Nguyen Thi Thanh Huong, Banking Magazine’s editor-in-chief, emphasised the urgency of overcoming bank management challenges. Internal management systems have not adapted to the illegal operations of several commercial banks, she noted.

Huong also expressed faith in the potential for restructuring or nationalising ineffective banks, saying it will ease the difficulties confronting the central bank.

Vu Dinh Anh, the Ministry of Finance Market and Price Institute’s Deputy Director, is worried by the limited progress made on settling bad debts. He noted that in the time since the first three bank mergers in 2011, only one more—Habubank—Dr. Anh suggested commercial banks should devise their own credit growth plans based on their particular situations and capacities. For relevant management agencies, he said, it is essential to focus on interest rate adjustments.

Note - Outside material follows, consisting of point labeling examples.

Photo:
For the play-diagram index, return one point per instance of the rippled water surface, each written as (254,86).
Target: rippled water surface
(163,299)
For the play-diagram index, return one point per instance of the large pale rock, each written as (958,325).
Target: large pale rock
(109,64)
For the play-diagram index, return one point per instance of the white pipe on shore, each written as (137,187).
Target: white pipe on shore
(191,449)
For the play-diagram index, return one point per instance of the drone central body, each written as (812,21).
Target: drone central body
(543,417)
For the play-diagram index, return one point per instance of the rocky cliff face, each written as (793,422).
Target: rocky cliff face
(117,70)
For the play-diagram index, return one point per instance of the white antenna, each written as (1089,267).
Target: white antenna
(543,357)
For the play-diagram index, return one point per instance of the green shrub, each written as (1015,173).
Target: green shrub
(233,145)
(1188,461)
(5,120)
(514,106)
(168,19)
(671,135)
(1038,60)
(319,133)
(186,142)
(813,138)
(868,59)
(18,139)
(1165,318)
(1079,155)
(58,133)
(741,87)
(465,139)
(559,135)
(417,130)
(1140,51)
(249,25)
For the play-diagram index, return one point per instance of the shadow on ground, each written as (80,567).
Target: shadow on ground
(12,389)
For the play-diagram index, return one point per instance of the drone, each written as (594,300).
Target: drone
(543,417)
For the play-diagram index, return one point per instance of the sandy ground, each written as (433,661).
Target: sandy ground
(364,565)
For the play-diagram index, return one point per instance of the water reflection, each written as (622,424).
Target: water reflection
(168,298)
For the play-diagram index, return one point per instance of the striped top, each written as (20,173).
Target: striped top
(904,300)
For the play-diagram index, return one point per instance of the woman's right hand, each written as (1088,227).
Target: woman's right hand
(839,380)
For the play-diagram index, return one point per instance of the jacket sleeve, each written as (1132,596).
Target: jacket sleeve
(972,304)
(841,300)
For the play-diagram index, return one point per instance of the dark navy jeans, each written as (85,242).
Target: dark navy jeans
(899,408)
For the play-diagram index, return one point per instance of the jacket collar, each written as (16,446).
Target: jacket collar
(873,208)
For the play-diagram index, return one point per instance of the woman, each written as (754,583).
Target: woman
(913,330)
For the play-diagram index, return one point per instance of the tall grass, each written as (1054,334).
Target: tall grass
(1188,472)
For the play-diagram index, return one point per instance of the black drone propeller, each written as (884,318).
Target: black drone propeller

Pham Xuan Hoe—Deputy Head of the State Bank of Vietnam  (SBV)’s Monetary Policy Department—said macro policy interest rate adjustments should be made according to market trends  and with inflation in mind. He said channels of credit are key to Vietnamese business operations, placing heavy pressure on the central bank. The current low growth environment, the high inventory levels, and the general economic downturn have made accessing bank loans much harder for businesses.. Ensuring an adequate supply of investment capital will be no easy task in 2013.

Hoe proposed the State Bank persist with its flexible monetary policies while monitoring fiscal issues in order to control the consumer price index and promote economic growth. He added a further interest rate cut is needed to accord with market operations.

Dr. Vu Dinh Anh voiced his concerns about interest rate pressure, saying a range of factors dramatically impact businesses’ input costs. Interest rates should be lowered and maximum lending rates avoided to maintain the credit market’s normal operations. Lending rates should be negotiated between banks and borrowers, he stressed.